A arrives at office at 8- 10 am everyday, B arrives at 9-11 am everyday. Probability B arrives before A?

Question

As the title indicated, A arrives at office at 8- 10 am everyday, B arrives at 9-11 am everyday. Probability that One day B arrives before A? I am bit confused whether to use Poisson (because arrival questions seems to be linked to that) or use Uniform (the question seems uniform) to model that?

Answer 1

This answer relies on uniform, where it could be done from first principles, and almost no calculations.

$U_1$ arrival time of $A$. $U_2$ arrival time of $B$

$$P(U_1>U_2)=P(U_1>U_2| U_1 >9,U_2<10)P(U_1>9,U_2<10)$$

Uniform conditioned to be in an interval is uniform. $U_1,U_2$ are independent, so conditioning of one has no affect on the other.

Therefore,

$$P(U_1>U_2)=P(U_1'>U_2')P(U_1>9)P(U_2<10).$$

where $U_1',U_2'$ are independent and uniform on $[9,10]$.

Evaluating the three terms on RHS, we obtain:

$$ \frac 12 \times \frac 12\times \frac 12= \frac 18.$$

Answer 2

I think you are expected to assume that their arrival times have (continuous) uniform distribution, and are independent. This is not necessarily a reasonable real-world assumption.

It is convenient, but not necessary, to do a clock change, and assume that A arrives between $0$ and $2$, and B arrives between $1$ and $3$.

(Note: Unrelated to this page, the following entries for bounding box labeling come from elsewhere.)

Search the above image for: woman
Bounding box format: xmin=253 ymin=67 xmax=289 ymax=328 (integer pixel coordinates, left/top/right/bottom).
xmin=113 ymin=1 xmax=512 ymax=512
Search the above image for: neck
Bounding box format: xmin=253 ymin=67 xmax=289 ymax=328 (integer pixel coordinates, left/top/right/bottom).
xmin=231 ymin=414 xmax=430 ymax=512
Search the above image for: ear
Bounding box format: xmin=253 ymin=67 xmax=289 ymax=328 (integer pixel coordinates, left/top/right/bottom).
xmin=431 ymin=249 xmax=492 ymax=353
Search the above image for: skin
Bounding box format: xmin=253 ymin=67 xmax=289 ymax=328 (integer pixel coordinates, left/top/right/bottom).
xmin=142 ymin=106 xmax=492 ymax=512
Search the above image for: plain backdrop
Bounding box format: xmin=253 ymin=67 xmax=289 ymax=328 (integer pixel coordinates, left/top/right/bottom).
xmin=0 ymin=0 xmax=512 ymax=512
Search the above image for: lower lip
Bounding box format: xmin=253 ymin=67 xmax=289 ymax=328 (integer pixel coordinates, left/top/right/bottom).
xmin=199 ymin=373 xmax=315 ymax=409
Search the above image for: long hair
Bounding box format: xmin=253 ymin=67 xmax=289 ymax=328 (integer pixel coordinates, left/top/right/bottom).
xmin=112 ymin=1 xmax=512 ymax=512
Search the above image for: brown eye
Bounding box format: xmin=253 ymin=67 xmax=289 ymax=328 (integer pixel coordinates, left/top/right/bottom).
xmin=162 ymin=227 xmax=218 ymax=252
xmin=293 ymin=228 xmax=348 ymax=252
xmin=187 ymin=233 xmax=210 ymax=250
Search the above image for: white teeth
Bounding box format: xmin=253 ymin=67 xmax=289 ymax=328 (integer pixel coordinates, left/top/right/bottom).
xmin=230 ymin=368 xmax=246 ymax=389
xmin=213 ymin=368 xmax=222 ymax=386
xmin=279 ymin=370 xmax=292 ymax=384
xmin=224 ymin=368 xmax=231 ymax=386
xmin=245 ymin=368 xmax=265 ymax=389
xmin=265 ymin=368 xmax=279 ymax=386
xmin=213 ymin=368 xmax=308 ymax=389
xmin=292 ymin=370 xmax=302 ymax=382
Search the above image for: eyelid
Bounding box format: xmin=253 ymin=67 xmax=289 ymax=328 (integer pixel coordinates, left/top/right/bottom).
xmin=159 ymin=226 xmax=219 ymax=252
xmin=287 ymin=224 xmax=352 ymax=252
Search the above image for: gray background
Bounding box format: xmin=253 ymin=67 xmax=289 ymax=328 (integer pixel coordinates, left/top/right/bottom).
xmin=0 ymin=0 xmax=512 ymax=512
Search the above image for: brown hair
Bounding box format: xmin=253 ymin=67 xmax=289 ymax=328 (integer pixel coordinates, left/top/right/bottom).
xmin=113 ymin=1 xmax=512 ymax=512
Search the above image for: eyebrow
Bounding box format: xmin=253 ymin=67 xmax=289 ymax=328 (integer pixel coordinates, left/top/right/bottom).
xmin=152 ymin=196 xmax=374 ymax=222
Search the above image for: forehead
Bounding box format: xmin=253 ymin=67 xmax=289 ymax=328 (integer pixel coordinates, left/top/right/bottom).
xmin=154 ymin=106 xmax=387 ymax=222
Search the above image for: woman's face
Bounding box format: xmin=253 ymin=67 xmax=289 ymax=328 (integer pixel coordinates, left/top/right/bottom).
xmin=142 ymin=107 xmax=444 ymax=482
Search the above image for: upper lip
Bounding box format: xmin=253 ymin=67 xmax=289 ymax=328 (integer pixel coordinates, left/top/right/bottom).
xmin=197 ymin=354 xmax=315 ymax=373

Let $X$ be the arrival time of A, and $Y$ the arrival time of B. We want the probability that $Y\lt X$.

Draw the square $S$ with corners $(0,1)$, $(2,1)$, $(2,3)$, and $(0,3)$. Draw the line $y=x$. We want to find the probability that the pair $(X,Y)$ lands in the part of $S$ that is below $y=x$. Call this part $T$.

Our desired probability is the area of $T$ divided by the area of $S$. The region $T$ is a right triangle with corners $(1,1)$, $(2,1)$, and $(2,2)$.

So $T$ has area $\frac{1}{2}$. Since $S$ has area $4$, our desired probability is $\frac{1}{8}$.